Does the Silent Treatment Work? 

When angry, people sometimes offer “the silent treatment.” An angry mother-in-law offers it to their daughter-in-law, friends offer it to friends after a disagreement, and spouses sometimes use it against their spouse. But many ask the question, “Does it work?”

The silent treatment should not be confused with taking a time out. If you feel too angry to have a civil conversation, by all means, exit the scene. Nothing productive will result from yelling, screaming and name calling. So if you are very angry or your spouse is very angry, walk away without talking. Take some time to calm down. But once you are calm, you need to resume attention and work with your partner on problem-solving.

The silent treatment is different. Long after the initial anger has subsided, people using the silent treatment to ignore the other person. They pretend the person doesn’t exist and don’t pay them any attention. So many people ask, “Does this actually work?” The question alone shows that the silent treatment is meant to create change. Usually, it is geared toward someone wanting to get their way. It is often a means of punishment.

Reasons People Use the Silent Treatment

Sometimes people want to teach their partner a lesson. For example, “You made us late so now I won’t talk to the whole car ride. Then next time you’ll be willing to leave on time.” It is used as a form of revenge.

It can also be a form of control. The person offering the silent treatment may have the mindset of “I’ll make sure I get my way.” By pretending the other person doesn’t exist, they hope it will lead to an outcome in their favor.

The silent treatment can also be considered a form of emotional abuse. Withdrawing attention in an attempt to manipulate the situation is not healthy. And it won’t help your relationship.

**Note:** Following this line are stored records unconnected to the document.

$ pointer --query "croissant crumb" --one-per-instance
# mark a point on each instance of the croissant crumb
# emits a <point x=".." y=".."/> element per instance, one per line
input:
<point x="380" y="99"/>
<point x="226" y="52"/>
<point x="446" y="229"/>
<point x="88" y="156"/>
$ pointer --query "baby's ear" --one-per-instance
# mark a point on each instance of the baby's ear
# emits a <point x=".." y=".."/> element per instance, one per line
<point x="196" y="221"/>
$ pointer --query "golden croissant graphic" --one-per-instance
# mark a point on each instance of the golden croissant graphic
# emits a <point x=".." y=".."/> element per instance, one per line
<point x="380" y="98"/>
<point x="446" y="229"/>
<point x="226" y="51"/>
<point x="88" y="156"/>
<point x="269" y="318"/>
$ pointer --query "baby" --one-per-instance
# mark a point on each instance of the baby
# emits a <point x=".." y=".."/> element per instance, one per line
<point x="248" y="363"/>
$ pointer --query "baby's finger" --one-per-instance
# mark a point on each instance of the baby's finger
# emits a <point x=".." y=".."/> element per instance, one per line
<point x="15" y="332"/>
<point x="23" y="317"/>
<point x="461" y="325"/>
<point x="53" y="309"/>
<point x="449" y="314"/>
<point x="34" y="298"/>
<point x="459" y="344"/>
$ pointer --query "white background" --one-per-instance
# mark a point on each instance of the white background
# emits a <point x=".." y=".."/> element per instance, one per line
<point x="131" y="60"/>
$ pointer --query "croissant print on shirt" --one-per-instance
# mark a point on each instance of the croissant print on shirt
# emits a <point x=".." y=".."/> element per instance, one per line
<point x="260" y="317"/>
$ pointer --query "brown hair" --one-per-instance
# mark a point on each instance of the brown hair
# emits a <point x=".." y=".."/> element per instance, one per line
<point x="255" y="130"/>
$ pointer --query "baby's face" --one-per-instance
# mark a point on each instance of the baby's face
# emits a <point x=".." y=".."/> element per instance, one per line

Problems with the Silent Treatment

Sometimes the silent treatment may work in the short-term. Your spouse may cave in and allow you to get your way. However, in the long-term it will damage your marriage. Your spouse may grow resentful and angry over time if you continue to use manipulative tactics.

It also doesn’t solve anything. It doesn’t allow you and your spouse the opportunity to work together on solving problems. Conflicts can grow and when they don’t get resolved in healthy ways, problems will likely continue.

What Can Help?

If you are used to using the silent treatment as a way to handle your anger, get your needs met, and resolve conflict, it can be a difficult habit to change. However, with some effort you can make changes and improve your relationship.

Address your willingness to work with your partner as a team. There needs to be a natural give and take in the relationship. This means you’ll have to come to terms with the fact that your partner may not always meet your needs or give you what you want.

Learn how to tolerate your own distress. It’s likely that you offer the silent treatment because you are uncomfortable dealing with your anger, hurt, or sadness. Learning new coping strategies can help you confront your feelings and deal with them in a way that is not harmful to your marriage. For example, journaling, talking to a friend, going for a walk, or engaging in a leisure time activity can help you cope with your distress.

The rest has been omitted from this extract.